A critique on car-free Sunday
Goh, Jarrell Jin Qiang
Date of Issue2017-05-15
School of Civil and Environmental Engineering
The role of cars as a mode of transportation has become so substantial such that what is meant to progress the society has now become a hindrance to the recovery of the environment. The emission of greenhouse gases and particulate matter from cars has been proven to be one of the major contributors. This has prompted a closer look into the usage of vehicle and hence, the introduction of Car-Free day. This critique would only be focused on Singapore’s Car-Free Sundays, and to determine if the campaign had been successful with its aim of reclaiming public spaces and educating the public on car-lite lifestyle.
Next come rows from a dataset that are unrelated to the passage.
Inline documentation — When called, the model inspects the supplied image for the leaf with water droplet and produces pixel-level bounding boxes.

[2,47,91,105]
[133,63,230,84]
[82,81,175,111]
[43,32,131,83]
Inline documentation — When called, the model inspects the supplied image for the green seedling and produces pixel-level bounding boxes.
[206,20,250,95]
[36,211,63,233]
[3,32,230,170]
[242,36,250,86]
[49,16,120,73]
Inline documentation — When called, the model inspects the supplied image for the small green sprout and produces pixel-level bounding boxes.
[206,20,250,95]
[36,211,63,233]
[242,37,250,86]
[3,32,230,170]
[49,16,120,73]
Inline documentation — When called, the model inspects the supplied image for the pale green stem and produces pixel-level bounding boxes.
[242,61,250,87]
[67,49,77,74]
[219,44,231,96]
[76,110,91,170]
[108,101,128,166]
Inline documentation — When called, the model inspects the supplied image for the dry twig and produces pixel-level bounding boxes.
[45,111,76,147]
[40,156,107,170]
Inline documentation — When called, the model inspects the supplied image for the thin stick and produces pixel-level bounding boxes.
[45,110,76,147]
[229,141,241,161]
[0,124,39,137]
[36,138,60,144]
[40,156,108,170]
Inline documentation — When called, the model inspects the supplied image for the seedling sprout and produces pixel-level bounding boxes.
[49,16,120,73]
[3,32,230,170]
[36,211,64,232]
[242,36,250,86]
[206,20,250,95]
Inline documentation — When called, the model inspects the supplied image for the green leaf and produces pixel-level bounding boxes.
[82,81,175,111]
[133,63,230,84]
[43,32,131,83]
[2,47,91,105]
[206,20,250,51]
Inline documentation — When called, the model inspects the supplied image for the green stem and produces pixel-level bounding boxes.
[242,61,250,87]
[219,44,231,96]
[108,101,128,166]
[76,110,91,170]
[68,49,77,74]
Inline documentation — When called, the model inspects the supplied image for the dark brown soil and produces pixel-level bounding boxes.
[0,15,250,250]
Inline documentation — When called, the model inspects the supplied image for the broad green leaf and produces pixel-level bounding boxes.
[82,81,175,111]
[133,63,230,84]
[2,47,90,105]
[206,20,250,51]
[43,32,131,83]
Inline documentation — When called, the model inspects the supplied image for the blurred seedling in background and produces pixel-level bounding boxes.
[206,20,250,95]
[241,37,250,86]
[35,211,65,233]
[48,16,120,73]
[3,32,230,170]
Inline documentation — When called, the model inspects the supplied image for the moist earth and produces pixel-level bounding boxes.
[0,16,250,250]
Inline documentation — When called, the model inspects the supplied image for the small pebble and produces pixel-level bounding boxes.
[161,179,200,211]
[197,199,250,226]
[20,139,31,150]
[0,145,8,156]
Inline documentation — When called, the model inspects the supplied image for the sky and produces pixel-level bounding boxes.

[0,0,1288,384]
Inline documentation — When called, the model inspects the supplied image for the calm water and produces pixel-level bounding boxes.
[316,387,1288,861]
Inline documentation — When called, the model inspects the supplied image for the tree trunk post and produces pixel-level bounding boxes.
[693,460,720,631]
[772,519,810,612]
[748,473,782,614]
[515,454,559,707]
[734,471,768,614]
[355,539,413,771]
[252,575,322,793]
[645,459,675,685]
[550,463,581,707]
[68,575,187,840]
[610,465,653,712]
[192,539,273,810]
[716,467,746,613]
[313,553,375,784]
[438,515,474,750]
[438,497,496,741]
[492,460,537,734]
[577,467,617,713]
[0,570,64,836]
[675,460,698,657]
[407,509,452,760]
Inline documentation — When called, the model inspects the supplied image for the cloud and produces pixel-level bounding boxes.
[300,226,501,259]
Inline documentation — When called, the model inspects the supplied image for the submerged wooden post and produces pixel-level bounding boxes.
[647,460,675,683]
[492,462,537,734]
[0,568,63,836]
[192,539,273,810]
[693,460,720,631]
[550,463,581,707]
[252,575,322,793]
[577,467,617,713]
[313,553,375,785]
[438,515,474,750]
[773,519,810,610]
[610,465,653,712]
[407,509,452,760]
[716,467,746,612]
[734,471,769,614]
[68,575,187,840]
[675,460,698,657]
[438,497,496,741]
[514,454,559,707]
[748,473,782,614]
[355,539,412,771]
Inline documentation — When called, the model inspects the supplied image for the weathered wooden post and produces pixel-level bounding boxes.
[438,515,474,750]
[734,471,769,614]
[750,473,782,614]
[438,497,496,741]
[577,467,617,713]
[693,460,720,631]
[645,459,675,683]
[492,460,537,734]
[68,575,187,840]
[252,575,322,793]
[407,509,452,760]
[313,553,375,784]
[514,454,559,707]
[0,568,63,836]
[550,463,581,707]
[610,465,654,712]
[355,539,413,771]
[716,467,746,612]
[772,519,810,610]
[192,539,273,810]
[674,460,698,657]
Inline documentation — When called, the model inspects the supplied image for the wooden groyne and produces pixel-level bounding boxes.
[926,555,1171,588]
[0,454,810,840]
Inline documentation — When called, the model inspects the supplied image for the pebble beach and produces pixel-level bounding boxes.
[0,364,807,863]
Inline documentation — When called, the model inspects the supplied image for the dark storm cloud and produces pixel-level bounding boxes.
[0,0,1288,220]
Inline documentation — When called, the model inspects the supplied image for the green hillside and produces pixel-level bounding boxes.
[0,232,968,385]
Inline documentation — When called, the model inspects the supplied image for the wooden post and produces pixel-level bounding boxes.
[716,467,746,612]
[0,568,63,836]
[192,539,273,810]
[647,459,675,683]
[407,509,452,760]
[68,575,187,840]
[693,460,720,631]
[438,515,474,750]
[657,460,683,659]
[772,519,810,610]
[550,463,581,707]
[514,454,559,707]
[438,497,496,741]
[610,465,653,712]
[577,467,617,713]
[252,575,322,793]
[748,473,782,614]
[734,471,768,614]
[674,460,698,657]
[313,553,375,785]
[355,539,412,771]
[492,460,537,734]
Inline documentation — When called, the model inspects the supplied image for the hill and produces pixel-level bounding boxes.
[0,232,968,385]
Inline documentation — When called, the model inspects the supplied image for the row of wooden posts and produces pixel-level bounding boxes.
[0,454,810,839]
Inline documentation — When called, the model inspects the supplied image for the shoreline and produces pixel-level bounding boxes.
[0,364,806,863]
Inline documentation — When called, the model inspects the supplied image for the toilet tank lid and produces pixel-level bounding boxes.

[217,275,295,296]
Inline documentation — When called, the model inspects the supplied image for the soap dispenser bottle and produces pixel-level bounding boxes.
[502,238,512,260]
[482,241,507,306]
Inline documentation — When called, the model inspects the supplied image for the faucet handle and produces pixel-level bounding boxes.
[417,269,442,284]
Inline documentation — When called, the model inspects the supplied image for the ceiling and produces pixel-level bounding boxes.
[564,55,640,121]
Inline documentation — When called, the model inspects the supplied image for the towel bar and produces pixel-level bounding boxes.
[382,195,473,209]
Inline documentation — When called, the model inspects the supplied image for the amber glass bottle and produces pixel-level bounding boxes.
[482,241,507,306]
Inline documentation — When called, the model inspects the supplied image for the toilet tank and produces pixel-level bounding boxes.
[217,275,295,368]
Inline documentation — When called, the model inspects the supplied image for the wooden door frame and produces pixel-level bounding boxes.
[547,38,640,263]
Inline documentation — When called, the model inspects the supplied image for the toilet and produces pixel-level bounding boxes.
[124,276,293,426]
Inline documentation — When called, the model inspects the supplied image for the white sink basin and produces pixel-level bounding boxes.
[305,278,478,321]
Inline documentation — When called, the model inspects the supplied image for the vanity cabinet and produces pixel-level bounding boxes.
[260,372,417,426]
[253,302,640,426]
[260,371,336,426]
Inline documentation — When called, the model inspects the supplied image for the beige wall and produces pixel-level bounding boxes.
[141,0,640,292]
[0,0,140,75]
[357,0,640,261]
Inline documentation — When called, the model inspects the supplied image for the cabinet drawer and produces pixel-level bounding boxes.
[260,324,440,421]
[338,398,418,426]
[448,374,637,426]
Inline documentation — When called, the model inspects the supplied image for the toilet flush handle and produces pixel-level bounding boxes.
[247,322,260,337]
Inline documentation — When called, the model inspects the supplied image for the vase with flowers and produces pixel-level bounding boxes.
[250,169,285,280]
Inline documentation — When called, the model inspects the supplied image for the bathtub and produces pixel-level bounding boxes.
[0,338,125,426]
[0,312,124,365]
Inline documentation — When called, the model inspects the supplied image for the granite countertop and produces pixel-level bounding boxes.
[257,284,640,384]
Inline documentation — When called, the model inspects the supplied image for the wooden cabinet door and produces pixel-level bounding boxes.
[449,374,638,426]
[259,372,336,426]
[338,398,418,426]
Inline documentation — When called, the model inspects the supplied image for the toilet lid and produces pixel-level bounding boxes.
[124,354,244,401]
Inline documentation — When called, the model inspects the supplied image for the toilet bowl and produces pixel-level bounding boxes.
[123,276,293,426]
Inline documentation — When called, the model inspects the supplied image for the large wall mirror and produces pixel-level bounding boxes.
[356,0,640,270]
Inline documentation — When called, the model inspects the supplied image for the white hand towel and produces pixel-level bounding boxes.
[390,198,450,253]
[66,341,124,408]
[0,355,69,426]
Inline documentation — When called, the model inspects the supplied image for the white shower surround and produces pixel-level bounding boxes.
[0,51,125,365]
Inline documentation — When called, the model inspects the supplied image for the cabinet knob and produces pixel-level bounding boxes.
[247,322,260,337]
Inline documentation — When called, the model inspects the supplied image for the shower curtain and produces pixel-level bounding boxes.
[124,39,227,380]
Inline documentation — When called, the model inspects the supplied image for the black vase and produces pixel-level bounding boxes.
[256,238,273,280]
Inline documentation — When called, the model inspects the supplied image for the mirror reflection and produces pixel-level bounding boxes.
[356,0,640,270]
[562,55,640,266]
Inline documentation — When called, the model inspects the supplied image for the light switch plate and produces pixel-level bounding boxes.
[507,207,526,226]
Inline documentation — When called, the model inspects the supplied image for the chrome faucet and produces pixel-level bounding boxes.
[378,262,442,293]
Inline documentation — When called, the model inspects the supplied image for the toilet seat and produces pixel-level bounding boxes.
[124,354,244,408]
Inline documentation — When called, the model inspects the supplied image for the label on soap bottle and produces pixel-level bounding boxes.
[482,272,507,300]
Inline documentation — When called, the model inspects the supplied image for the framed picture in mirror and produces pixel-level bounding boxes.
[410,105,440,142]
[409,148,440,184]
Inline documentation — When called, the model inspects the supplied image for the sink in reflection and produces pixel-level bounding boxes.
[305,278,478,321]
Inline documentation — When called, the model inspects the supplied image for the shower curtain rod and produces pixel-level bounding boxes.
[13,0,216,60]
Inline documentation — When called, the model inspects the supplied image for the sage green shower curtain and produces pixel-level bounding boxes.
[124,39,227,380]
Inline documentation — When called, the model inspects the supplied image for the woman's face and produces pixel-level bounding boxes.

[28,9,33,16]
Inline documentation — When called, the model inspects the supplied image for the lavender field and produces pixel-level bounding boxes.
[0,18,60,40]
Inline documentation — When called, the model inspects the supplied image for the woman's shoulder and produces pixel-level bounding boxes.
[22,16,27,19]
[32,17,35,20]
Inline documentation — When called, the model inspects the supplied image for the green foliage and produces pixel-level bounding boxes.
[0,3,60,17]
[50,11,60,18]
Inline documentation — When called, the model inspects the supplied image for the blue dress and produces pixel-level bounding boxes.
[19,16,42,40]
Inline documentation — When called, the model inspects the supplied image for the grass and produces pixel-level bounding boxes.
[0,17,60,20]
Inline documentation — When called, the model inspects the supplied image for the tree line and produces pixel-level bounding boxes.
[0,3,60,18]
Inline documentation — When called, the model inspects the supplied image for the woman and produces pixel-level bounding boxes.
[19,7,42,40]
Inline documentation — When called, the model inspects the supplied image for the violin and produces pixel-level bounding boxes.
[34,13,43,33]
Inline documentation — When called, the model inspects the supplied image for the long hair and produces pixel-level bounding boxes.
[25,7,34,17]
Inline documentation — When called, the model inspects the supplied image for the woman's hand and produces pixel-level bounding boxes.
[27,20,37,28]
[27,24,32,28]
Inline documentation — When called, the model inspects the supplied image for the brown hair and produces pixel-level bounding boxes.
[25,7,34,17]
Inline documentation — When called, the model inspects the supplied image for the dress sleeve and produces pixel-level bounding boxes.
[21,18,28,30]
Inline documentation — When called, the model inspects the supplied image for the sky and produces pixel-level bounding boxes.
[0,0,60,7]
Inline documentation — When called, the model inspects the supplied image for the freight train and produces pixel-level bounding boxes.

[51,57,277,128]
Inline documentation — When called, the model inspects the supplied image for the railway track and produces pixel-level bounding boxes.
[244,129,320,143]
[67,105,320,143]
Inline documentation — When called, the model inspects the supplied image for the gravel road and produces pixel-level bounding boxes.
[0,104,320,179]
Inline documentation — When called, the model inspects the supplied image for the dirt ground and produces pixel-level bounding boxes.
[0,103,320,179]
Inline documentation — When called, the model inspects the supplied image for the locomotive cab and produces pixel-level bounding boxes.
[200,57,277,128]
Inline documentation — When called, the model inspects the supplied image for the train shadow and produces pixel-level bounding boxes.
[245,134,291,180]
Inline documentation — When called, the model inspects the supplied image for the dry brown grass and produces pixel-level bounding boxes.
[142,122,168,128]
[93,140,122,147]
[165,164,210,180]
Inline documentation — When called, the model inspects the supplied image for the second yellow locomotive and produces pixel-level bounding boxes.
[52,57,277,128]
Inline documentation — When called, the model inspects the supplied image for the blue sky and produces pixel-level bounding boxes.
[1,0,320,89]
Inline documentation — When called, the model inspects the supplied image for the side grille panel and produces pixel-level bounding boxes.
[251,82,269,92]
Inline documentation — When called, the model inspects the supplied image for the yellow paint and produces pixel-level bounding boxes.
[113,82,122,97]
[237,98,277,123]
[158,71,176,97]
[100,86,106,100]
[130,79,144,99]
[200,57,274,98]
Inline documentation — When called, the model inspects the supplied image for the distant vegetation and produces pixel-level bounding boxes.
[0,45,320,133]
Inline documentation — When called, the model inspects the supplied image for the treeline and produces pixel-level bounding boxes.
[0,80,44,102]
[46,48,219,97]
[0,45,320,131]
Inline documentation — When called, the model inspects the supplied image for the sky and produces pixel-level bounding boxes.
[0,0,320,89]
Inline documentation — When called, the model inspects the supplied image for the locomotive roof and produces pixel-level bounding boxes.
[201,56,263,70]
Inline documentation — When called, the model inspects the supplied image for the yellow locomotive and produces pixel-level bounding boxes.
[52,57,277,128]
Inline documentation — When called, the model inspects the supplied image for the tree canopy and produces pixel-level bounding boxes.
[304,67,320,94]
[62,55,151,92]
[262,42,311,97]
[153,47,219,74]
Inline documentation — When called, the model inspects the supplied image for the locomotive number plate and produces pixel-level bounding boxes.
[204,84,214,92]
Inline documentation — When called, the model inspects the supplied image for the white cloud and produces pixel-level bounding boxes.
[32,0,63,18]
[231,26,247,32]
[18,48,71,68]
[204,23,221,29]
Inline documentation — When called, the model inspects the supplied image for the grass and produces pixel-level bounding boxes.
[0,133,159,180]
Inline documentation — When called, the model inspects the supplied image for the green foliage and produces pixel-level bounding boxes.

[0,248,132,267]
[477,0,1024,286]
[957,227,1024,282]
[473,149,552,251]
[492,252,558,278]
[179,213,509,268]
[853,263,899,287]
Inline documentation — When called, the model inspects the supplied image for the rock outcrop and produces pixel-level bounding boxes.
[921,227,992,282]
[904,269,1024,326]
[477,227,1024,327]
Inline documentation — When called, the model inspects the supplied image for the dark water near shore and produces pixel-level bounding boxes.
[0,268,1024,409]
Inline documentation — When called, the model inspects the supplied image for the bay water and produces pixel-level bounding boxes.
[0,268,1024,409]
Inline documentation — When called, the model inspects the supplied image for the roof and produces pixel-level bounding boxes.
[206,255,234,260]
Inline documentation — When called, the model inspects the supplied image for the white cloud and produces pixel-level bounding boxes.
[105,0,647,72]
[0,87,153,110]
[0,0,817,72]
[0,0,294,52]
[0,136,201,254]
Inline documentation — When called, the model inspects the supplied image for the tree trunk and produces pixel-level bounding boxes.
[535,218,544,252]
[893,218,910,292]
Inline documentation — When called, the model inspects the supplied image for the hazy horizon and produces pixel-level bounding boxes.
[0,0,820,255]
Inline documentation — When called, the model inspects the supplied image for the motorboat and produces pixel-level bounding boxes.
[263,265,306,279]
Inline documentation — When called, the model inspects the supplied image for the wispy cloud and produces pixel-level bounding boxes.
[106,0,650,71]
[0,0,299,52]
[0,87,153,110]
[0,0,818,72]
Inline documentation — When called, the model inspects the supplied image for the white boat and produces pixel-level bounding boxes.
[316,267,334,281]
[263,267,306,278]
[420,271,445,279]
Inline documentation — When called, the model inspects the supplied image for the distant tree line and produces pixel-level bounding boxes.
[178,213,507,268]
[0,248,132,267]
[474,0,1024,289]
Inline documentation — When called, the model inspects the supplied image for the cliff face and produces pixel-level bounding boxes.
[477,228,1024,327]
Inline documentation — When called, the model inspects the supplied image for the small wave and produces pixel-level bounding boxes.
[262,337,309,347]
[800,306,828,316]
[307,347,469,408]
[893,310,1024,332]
The measure of success of the Car-Free Sunday campaign would be the objectives as stated by Urban Redevelopment Authority (URA) planner during interview, Bart Baeten’s five conditions of successful car-free day, and public sentiment and feedback which have been collected by means of on-site surveys. It was found that the car-lite message have been integrated into the public daily life, however the public has yet to fully grasp the rationale behind car-lite, making the government remaining as the prime mover of initiative. Besides the expansion to Telok Ayer, the car-free zone remained the same since its inception, which caused it to lose its novelty. Ironically, the Car-free event generated more personal car trips to the event. Participants who cycle, skate or ride Personal Mobility Devices (PMDs) are unable to participate in all of the activities due to inadequate safekeeping facilities. Cycling and skating have been perceived as the main event, which overshadows the intended message of cycling, commuting, to events or work. Subsequent studies should also look into the sentiment of nearby businesses, issues on sponsorship for the event as well as possible impact on a Car-Free Sunday carried out in residential areas.